The film began its first schedule in and around Pollachi, Azhiyar Dam, Valparai and Anaimalai for close to a month. The second schedule of the film's shoot was held in Kumbakonam for three weeks during when a song involving 1000 junior artistes and 200 dancers was shot for 6 days. However, during production in September 2014, Santhoshkumar Rajan left the project after falling out with the producers, complaining that there was too much interference in the scripting and film-making process. Reports suggested that Vijayakanth would take over as director, though eventually another debutant Surendran, was handed the opportunity.
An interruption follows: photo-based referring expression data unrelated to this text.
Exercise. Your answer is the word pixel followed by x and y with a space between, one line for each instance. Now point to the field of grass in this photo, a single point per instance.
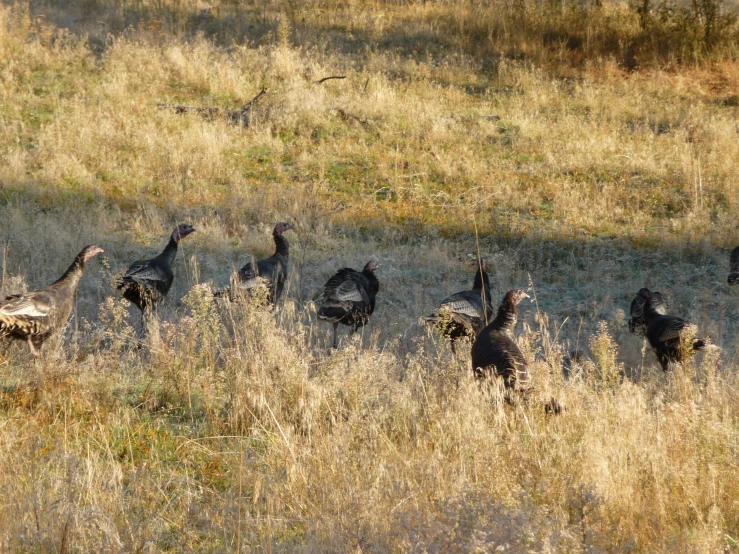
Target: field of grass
pixel 583 151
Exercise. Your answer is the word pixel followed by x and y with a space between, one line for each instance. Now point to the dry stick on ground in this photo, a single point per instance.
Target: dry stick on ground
pixel 241 115
pixel 329 78
pixel 346 116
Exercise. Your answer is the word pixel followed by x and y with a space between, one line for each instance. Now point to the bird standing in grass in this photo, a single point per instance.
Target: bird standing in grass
pixel 147 282
pixel 270 272
pixel 495 350
pixel 349 297
pixel 665 333
pixel 34 316
pixel 464 313
pixel 637 323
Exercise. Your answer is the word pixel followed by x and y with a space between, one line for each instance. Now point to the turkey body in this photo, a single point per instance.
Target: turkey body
pixel 147 282
pixel 270 272
pixel 349 297
pixel 465 313
pixel 664 333
pixel 495 350
pixel 637 323
pixel 35 316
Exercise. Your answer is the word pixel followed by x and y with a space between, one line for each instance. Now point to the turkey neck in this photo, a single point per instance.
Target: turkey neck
pixel 373 281
pixel 506 319
pixel 283 247
pixel 72 276
pixel 170 251
pixel 482 283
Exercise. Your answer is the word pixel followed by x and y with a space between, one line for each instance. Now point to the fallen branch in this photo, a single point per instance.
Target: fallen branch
pixel 241 115
pixel 250 104
pixel 331 77
pixel 346 116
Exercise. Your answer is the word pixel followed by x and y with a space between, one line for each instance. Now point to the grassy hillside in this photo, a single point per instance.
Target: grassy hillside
pixel 585 150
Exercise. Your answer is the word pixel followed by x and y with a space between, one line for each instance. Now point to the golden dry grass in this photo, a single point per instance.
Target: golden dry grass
pixel 232 430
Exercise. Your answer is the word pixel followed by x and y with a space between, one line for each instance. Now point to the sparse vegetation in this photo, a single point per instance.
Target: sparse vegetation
pixel 584 149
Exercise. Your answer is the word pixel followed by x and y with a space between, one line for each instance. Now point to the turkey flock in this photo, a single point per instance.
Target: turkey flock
pixel 348 298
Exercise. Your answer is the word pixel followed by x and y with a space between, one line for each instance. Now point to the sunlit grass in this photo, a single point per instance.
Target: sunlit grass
pixel 231 428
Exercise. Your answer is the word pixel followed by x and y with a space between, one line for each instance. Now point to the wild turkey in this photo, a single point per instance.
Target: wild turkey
pixel 734 269
pixel 349 297
pixel 637 324
pixel 147 282
pixel 464 313
pixel 572 361
pixel 270 272
pixel 495 350
pixel 34 316
pixel 664 334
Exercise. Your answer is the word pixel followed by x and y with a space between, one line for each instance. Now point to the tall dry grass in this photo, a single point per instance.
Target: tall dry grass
pixel 232 430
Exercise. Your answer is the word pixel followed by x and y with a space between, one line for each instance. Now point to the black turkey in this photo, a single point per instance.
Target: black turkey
pixel 464 313
pixel 34 316
pixel 637 323
pixel 734 269
pixel 349 297
pixel 147 282
pixel 664 333
pixel 270 272
pixel 495 350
In November 2014, it was revealed that the film's shoot was progressing in Malaysia with two former beauty pageant contestants making their film debuts as the lead actresses. Reports suggested Neha Kapur and Shubra Aiyappa were cast as heroines, while it was later clarified that Neha Hinge and not Kapur was chosen. The team later moved to film action scenes in Thailand, with Kecha Khamphakdee signed up as the stunt choreographer.

==Soundtrack==

The soundtrack is composed by Karthik Raja. On 8 December 2014, Silambarasan, Andrea Jeremiah and Remya Nambeesan recorded a song for the film, which had lyrics written by Parthy Bhaskar.

| No. | Song | Singers | Lyrics |
| 1 | "Adiye Rathiye" | Silambarasan, Ramya Nambeesan, Andrea Jeremiah | Paarthi Bhaskar |
| 2 | "Enakkanavan" | Chinmayi | Pa. Vijay |
| 3 | "Karichan Kuruvi" | Karthik, Chinmayi | Na. Muthukumar |
| 4 | "Oorukku Perumai" | Vijay Prakash | Viveka |
| 5 | "Vaada Vaada" | Ramya NSK, Senthil Dass |

==Release==
The satellite rights of the film were sold to Captain TV.

==Reception==
The Hindu gave the film a negative review for the film stating the appearance of Vijayakanth made the movie "a bit more tolerable". Rediff.com wrote, "Though the plot sounds interesting, it unfolds at an extremely slow pace".